How to Make your Sherried Eggs

  1. Hard boil your eggs in the 6 l pan. For information on how to do this, go here: How to Boil an Egg. It will take about 4 l of water, and 15 minutes time. If you add a handful of salt to the water, this will improve your chances of saving an egg whose shell has cracked. The salt will help curdle the albumen before it gets very far! If you marble your eggs, they will be pretty but overcooked. This means a) getting the yolks out without gouging the whites will be more difficult, and b) they will taste more sulphurous.

  2. Immediately put the pan under the tap in the sink and run cold water over the eggs for about 5 minutes. This will stop them from overcooking and make them easier to peel. Leave the cold water in the pan as you peel the eggs (steps 4-6). If you salted your water, osmosis will cause a tiny amount of water to enter the egg and make it easier to peel.

  3. Wet the rectangular pan with water. This will help the eggs slide instead of sticking.
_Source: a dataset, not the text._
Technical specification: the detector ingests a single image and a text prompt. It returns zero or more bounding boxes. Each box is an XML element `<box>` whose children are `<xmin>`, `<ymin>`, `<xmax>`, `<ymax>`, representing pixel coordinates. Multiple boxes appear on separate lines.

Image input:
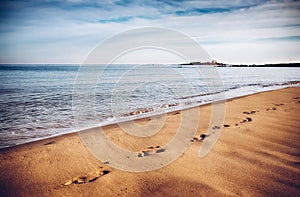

  4. Take an egg out and tap it with your fork handle. Ideally, you want to create rather large shell pieces when you crack. Doing this makes it easier to get the pieces to come off the egg without digging into the egg, and your egg whites will be prettier.

  5. Peel this egg, removing all the large pieces of shell. There will be small pieces that you just can't seem to get. So:

  6. Immerse the egg in your cold water, rubbing off the small pieces of shell. They will fall away! Put each cleaned egg temporarily in your rectangular pan, or if you have one, the large bowl you have for this purpose. When you have peeled them all:

  7. Eyeball an egg, and estimate where the yolk is. Cut the yolk exactly in half. This will mean cutting the entire egg approximately in half along the maximum diameter of the egg. (If the egg is perfectly and symmetrically boiled, lucky you!, this will mean lengthwise) with your small sharp knife.

  8. You will now have two egg halves. One side will be rounded, and show just white, and the other will be flat, and show half of the yolk. Take each egg half in turn. By holding the flat side of the egg half over the mixing bowl, and gently pushing from the rounded side, directly behind the yolk, you can neatly pop both yolk halves into the mixing bowl. If the eggs are underdone or overdone, you may have to gently dig yolk bits out with your knife, which is time consuming.

  9. Set your whites carefully back into the rectangular pan, for without the yolks inside they can be fragile. Do steps 6-8 for each egg, and then set this pan aside.

  10. Put all the other ingredients in your mixing bowl. Mix them together with a fork. For maximum tastiness, do not blend completely, but leave tiny undevilled lumps of yolk, like you would leave in a muffin or pancake batter.

  11. Fork the pate back into the whites. You will have to use your fingers, or if you have one, a rubber spatula, to get the last of it. If you have a steady hand, the time and the inclination, put the pate in a pastry tube and squeeze it back into the whites. In any case, since you have added material to the yolks, you will need to pile the pate in higher than the original yolk-cup depth.

  12. Save all the prettiest ones in your rectangular pan to take to the party. If you have friends who appreciate the unusual, or enjoy 'found art', you can bring the surprise eggs with you. If you are unsure about the reaction you'll get, store the mutant ones in Tupperware, or feed immediately to your roommate, as it pleases you.

  13. The 6 cm depth of the pan should allow you to run aluminium foil across the top without getting it into the pate, even if you transport the dish (cling film is a poor idea, it will just make for a big mess, and isn't recyclable).

  14. Refrigerate the whole thing for at least 1/2 hour, ideally two. If you are using the heavy rectangular pan, it will help keep the dish cool during the party. There's enough vinegar and alcohol in the pate to keep it from going off, even if it's quite hot.

  15. If you have a garden, you can grind the shells in a mortar and pestle and toss them in it to enrich your soil, or feed them back to your chickens. You can also use them as a good clean-out for your sink garbage disposal How to get the Best from your Garbage Disposal.